Another common error is to omit the parentheses, for example in ~(!p). Then ML regards ! as the function's argument.

8.4. According to the Definition of Standard ML, (E1;E2;...;En) translates to

case E1 of _ => case E2 of _ => ... case E(n-1) of _ => En.

Also while E1 do E2 goes to

    let fun newVar() = if E1 then (E2; newVar()) else ()
    in  newVar()  end;

where newVar is a new variable.

8.5. This solution uses a while loop. The condition updates the loop variable, so the loop body is empty.

fun sqroot a = 
  let val xp  = ref 1.0
      and acc = 1.0E~10
  in  while let val x = !xp
            in  xp := (a/x + x) / 2.0;  
              		abs (x - !xp) >= acc*x
       	    end
      do  ();
      !xp
  end;

8.6. This solution uses a function to swap the contents of two references; a simultaneous assignment operator could be used instead.

fun exchange(xp,yp) =
  let val x = !xp and y = !yp 
  in  xp:=y; yp:=x  end;

fun fib 0 = 0
  | fib n =
      let val xp = ref 0
          and yp = ref 1
          and kp = ref 1
      in  while !kp<n  
          do  (xp := !yp + !xp;  exchange(xp,yp);  kp := !kp+1);
          !yp
  end;

8.7. The library function ListPair.app applies a function to the element of a list, for the side effects.

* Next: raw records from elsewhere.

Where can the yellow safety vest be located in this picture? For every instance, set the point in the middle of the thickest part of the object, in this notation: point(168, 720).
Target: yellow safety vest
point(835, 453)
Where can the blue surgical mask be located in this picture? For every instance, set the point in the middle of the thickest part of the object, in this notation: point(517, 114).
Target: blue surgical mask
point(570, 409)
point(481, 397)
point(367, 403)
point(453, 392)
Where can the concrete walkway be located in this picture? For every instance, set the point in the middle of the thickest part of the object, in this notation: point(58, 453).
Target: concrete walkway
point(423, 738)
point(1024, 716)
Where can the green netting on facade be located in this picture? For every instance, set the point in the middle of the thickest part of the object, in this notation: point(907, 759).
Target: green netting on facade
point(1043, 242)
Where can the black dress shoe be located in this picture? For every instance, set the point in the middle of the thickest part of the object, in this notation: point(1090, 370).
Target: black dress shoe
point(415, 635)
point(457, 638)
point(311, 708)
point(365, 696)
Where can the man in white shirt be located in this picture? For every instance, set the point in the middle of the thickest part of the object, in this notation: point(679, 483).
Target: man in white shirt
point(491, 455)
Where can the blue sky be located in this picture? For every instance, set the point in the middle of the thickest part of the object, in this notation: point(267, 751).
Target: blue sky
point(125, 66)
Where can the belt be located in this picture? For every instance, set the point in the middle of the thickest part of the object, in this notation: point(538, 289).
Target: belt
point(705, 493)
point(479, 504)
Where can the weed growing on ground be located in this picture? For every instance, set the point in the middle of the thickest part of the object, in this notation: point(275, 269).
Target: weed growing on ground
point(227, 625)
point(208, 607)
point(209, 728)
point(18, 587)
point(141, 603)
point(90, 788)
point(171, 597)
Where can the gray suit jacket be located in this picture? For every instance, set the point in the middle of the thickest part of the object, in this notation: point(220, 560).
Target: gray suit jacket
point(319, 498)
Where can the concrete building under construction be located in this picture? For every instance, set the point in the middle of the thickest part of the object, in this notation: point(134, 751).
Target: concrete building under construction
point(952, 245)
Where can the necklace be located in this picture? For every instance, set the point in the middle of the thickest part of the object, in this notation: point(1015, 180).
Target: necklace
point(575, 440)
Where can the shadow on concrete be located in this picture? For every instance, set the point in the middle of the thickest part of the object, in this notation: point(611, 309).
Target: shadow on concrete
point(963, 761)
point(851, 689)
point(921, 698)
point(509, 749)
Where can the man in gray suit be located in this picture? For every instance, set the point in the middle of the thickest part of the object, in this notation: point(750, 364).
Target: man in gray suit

fun simasgt (ps, xs) = ListPair.app (op:=) (ps,xs);

8.8. WI is an identity function and can be used precisely as if it were declared by

fun WI x = x;

It counts as polymorphic because fun abbreviates a use of val with fn notation, which is a syntactic value.

8.9.

8.10. Here's one solution. In merge, take case not to call tl outside of a delay.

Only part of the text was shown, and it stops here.